14). URL of Anchor: 比较页面的超链接的元素(a tag), 是否与本域名相同. 相同的百分比.

15). Links in <Meta>, <Script>, <Link>: 大部分正常网站<Meta>, <Script>, 和<Link>标签下的链接与主域名是相同的.

16). Sever Form Handler (SFH): 页面中提交表单后返回的内容, 如果是空,等操作则大部分是异常的. 因为提交完需要其他的操作. 同时如果提交完跳转到其他域名, 也可能是异常的, 因为大部分提交之后的操作还是同一个域名下进行处理的.

17). Submitting Information to Email: 是否会将用户信息通过邮件进行发送. A phisher might redirect the user's information to his personal email. To that end, a server-side script language might be used such as "mail()" function in PHP. One more client-side function that might be used for this purpose is the "mailto:" function.

18). Abnormal URL: The host name in URL does not match its claimed identity. (通过WHOIS进行查询)

HTML and JS based Features

19). Website Forwarding: 页面跳转(重定向次数).

20). Using onMouseOver to Hide the Link: Phishers may use JavaScript to display a fake URL in the status bar to the users.

21). Disabling Right Click: Phishers use JavaScript to disable the right click function, so that users cannot view and save the source code. (网站禁止右键的功能). For this feature, we will search for event "event.button==2" in the webpage source code and check if the right click is disabled.

22). Using PopUp Window: It's unusual to find a legitimate website asking users to submit their credentials through a popup window. (是否有通过弹窗来让用户输入信息)

23). IFrame Redirection: 恶意网站会使用IFrame标签, 同时通过消除边框, 使其呈现视觉轮廓.

Domain Based Features

24). Age of Domain: 这个特征还是从WHOIS中获得, 域名的时间越长(过期时间-创建时间), 是虚假网站的可能性越低.

25). DNS Record: This feature can be extracted from WHOIS database. For phishing sites, either the claimed identity in not recognized by WHOIS database or the record of the hostname is not founded.
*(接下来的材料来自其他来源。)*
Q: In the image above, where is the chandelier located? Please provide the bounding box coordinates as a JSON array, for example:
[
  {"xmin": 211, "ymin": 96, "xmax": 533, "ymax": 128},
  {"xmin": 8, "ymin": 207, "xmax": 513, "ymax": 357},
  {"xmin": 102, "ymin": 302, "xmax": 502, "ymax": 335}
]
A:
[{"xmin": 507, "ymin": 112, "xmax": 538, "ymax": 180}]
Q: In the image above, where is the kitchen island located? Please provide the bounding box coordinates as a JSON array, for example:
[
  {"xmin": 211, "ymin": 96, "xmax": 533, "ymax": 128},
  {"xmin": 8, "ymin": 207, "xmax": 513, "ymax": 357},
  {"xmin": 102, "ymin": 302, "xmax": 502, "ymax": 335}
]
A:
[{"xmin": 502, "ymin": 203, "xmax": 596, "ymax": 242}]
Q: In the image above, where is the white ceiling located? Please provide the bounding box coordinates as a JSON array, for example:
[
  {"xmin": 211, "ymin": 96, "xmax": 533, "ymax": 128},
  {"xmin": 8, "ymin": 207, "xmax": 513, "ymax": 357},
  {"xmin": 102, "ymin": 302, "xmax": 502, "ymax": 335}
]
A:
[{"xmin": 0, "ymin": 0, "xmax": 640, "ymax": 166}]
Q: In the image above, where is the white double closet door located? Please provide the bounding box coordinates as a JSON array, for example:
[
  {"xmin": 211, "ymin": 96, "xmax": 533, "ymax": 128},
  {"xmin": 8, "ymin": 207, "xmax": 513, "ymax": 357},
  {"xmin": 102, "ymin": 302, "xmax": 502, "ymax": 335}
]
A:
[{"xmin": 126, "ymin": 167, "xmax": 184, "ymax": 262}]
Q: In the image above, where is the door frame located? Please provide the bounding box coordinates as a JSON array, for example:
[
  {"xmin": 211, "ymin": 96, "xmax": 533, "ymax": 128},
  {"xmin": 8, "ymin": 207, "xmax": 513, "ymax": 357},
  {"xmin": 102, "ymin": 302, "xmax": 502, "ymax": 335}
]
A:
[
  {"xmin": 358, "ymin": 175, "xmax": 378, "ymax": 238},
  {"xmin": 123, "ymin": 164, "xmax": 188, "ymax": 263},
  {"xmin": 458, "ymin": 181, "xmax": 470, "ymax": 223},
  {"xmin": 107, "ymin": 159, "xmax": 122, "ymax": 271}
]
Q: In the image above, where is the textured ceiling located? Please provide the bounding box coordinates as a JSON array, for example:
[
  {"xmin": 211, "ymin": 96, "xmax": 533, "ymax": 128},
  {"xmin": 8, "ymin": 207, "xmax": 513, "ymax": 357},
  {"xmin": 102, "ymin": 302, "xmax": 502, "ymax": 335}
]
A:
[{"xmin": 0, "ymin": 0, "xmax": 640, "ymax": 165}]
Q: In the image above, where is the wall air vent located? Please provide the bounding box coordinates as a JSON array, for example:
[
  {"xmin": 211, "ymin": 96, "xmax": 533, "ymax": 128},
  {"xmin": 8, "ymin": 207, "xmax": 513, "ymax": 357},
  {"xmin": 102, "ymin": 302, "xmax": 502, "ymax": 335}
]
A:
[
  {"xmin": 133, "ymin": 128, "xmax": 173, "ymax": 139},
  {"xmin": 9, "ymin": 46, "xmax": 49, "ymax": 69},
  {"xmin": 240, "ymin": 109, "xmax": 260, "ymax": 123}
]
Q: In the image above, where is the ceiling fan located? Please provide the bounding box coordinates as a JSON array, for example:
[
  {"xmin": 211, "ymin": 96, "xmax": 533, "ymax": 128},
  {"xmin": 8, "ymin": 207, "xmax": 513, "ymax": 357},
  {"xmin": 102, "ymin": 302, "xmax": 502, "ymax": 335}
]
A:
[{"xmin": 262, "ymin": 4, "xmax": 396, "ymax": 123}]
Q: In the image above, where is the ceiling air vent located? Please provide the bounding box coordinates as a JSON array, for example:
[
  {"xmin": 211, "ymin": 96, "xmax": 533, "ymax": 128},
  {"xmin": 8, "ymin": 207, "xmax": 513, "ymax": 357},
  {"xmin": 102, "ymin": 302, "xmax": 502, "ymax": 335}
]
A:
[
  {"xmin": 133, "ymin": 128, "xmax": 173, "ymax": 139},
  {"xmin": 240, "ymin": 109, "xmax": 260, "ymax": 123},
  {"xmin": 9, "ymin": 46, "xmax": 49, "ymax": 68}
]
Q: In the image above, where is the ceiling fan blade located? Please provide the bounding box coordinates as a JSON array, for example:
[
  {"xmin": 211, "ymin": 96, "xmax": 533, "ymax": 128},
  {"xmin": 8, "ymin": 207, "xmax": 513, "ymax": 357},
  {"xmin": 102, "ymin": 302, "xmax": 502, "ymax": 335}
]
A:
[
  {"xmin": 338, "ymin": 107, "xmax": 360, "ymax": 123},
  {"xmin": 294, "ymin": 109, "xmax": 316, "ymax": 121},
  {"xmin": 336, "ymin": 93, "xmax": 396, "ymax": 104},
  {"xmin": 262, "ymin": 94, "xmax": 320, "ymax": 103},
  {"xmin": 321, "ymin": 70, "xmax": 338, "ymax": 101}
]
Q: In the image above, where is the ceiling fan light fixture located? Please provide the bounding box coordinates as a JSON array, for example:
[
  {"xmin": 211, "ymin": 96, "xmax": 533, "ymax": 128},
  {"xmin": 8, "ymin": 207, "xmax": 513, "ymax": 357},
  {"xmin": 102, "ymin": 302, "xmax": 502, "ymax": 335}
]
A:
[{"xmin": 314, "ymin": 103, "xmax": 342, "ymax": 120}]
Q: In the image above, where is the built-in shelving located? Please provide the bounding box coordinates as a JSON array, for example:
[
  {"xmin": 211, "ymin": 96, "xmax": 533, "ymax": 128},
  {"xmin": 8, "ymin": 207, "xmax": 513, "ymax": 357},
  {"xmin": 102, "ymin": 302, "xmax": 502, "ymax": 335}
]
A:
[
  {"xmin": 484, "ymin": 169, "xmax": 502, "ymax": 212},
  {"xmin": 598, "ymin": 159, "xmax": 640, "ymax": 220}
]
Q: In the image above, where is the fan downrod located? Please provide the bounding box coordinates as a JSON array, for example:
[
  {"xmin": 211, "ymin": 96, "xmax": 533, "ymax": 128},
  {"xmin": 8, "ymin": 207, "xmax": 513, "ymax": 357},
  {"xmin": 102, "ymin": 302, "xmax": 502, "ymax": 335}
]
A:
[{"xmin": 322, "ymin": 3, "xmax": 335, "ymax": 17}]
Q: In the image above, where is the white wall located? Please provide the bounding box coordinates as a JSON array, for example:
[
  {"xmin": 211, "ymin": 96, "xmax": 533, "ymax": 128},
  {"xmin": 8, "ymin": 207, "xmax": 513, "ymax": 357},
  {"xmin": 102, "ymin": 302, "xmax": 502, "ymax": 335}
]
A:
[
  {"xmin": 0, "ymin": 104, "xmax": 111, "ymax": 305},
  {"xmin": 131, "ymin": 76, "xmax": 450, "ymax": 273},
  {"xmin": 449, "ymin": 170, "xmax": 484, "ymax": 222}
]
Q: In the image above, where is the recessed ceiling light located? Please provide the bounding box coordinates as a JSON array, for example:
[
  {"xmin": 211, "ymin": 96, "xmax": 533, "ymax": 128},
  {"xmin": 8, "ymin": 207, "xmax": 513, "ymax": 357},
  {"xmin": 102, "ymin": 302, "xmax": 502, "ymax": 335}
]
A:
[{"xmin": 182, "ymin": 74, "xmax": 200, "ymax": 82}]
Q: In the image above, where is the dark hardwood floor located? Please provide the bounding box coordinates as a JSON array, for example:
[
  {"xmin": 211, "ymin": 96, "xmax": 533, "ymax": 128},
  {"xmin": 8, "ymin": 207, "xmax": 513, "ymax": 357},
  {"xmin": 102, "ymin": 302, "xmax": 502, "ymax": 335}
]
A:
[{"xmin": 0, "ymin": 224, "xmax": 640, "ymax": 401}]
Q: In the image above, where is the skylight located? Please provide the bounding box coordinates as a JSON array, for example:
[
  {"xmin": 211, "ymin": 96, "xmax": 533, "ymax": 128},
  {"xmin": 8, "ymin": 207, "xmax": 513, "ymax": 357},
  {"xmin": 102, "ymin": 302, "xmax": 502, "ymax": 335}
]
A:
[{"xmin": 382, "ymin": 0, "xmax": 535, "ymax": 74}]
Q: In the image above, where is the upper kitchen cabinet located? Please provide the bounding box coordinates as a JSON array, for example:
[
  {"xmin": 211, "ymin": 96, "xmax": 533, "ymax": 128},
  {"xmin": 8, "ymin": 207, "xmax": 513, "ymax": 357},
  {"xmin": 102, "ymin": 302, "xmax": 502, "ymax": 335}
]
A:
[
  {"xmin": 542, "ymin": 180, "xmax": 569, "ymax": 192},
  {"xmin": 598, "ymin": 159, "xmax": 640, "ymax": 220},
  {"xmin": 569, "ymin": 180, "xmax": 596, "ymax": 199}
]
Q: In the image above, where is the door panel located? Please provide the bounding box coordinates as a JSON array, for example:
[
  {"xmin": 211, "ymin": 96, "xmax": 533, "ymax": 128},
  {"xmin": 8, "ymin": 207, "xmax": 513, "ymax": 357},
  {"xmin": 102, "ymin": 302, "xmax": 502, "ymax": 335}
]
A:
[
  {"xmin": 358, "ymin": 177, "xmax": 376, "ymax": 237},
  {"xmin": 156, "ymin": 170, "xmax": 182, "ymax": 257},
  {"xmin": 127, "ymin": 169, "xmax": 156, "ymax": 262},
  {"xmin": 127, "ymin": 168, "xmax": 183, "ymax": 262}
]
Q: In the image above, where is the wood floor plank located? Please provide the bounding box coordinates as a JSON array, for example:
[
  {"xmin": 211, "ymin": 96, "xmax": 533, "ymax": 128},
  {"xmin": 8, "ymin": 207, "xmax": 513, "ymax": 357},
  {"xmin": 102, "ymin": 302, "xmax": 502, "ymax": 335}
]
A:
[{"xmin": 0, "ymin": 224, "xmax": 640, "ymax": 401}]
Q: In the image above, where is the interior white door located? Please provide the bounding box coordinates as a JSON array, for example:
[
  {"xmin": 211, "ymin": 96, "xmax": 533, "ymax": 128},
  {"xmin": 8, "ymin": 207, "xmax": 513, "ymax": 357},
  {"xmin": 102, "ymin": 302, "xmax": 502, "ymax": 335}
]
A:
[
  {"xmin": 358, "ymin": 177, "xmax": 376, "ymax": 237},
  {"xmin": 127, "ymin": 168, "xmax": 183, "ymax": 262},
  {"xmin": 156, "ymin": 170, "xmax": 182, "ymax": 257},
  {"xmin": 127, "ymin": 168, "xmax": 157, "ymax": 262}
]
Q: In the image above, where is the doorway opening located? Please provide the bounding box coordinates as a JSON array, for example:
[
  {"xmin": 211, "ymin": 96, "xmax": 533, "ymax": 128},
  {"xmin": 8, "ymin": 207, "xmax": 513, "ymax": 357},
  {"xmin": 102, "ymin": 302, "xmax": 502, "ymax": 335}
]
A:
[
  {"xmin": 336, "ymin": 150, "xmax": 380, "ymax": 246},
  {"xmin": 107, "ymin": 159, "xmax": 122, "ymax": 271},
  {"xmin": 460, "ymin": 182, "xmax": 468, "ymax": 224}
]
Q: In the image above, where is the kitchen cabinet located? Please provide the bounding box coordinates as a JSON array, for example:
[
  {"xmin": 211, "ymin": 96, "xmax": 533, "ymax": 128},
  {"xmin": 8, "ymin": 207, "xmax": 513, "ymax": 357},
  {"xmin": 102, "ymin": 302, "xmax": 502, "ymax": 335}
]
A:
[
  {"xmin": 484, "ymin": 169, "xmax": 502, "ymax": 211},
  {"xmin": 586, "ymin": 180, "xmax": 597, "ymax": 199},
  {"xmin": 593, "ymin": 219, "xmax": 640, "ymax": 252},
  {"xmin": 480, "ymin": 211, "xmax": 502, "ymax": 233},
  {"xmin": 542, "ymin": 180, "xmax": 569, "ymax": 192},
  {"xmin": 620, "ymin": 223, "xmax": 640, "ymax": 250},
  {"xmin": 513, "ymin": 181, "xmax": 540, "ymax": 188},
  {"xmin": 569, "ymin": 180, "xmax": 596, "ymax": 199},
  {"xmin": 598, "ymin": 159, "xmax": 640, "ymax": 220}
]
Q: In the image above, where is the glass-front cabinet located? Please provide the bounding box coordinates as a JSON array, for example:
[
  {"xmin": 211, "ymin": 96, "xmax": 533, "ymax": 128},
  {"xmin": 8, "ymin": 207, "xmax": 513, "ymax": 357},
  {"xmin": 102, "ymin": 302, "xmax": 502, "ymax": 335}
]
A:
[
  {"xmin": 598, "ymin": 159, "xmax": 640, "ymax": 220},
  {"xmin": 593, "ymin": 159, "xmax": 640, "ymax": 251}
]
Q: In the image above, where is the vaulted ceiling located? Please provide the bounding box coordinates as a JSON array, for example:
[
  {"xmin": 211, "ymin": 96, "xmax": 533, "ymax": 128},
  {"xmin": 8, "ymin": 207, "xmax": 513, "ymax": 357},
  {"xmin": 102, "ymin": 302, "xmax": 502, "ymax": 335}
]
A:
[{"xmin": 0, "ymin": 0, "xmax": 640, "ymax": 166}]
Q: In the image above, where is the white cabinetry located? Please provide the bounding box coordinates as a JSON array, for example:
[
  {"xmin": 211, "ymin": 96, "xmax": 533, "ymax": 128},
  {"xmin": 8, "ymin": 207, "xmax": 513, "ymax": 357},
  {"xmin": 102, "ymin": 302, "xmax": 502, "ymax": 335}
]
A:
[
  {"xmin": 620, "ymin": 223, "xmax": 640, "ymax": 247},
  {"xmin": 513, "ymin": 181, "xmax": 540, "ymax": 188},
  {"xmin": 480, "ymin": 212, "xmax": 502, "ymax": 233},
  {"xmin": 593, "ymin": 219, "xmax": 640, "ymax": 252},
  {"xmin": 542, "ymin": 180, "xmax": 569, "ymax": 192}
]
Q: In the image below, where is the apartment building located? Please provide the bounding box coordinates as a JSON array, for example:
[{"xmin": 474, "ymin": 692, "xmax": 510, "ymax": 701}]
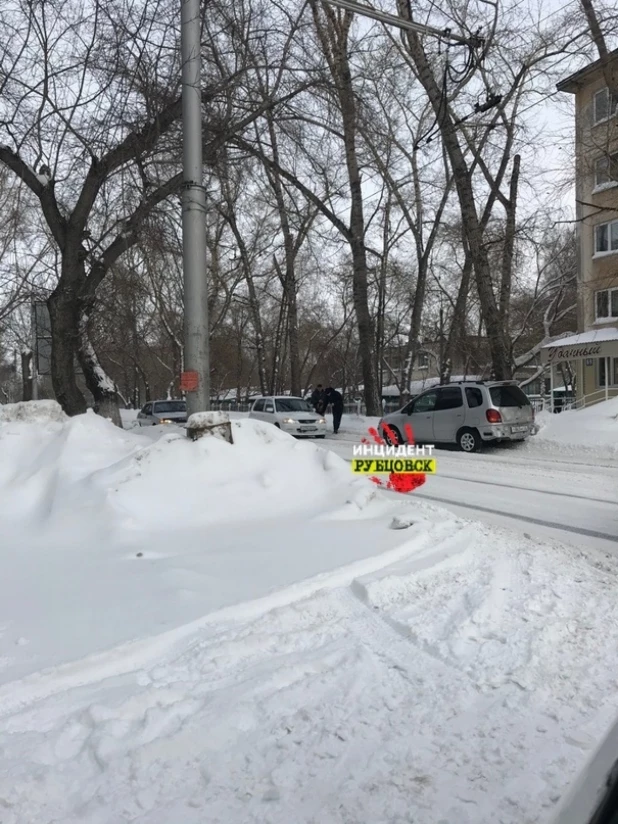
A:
[{"xmin": 543, "ymin": 49, "xmax": 618, "ymax": 405}]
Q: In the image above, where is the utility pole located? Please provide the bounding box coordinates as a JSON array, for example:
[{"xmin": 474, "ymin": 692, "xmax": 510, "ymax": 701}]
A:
[{"xmin": 180, "ymin": 0, "xmax": 210, "ymax": 415}]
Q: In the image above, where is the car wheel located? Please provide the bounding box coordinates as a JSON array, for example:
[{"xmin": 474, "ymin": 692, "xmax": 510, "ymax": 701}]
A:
[
  {"xmin": 382, "ymin": 424, "xmax": 403, "ymax": 446},
  {"xmin": 457, "ymin": 429, "xmax": 483, "ymax": 452}
]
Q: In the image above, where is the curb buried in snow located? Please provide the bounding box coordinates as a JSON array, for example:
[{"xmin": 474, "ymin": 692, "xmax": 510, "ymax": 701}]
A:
[{"xmin": 0, "ymin": 518, "xmax": 466, "ymax": 716}]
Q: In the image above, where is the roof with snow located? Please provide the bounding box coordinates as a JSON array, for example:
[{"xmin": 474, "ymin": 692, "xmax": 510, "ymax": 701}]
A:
[
  {"xmin": 556, "ymin": 49, "xmax": 618, "ymax": 94},
  {"xmin": 543, "ymin": 326, "xmax": 618, "ymax": 349}
]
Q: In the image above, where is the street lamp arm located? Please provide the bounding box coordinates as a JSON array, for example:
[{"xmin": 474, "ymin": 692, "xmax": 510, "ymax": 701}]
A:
[{"xmin": 325, "ymin": 0, "xmax": 482, "ymax": 46}]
26). Website Traffic: 网站的流量统计, 从Alexa database中获取数据.

27). PageRank: PageRank is a value ranging from "0" to "1". PageRank aims to measure how important a webpage is on the Internet. The greater the PageRank value the more important the webpage.

28). Google Index: 谷歌是否索引了这个网站. 也就是是否能在谷歌搜索结果中出现.

29). Number of Links Pointing to Page: 外部链接的数量. 别的网站, 或是同一个网站链接到自己的链接数量.

30). Statistical-Reports Based Feature: 一些公开的恶意的IP地址或是公开的域名. (类似于黑名单)

Malicious Web Content Detection Using Machine Learning

Desai, Anand, Janvi Jatakia, Rohit Naik, and Nataasha Raul. "Malicious web content detection using machine leaning." In 2017 2nd IEEE International Conference on Recent Trends in Electronics, Information & Communication Technology (RTEICT), pp. 1432-1436. IEEE, 2017.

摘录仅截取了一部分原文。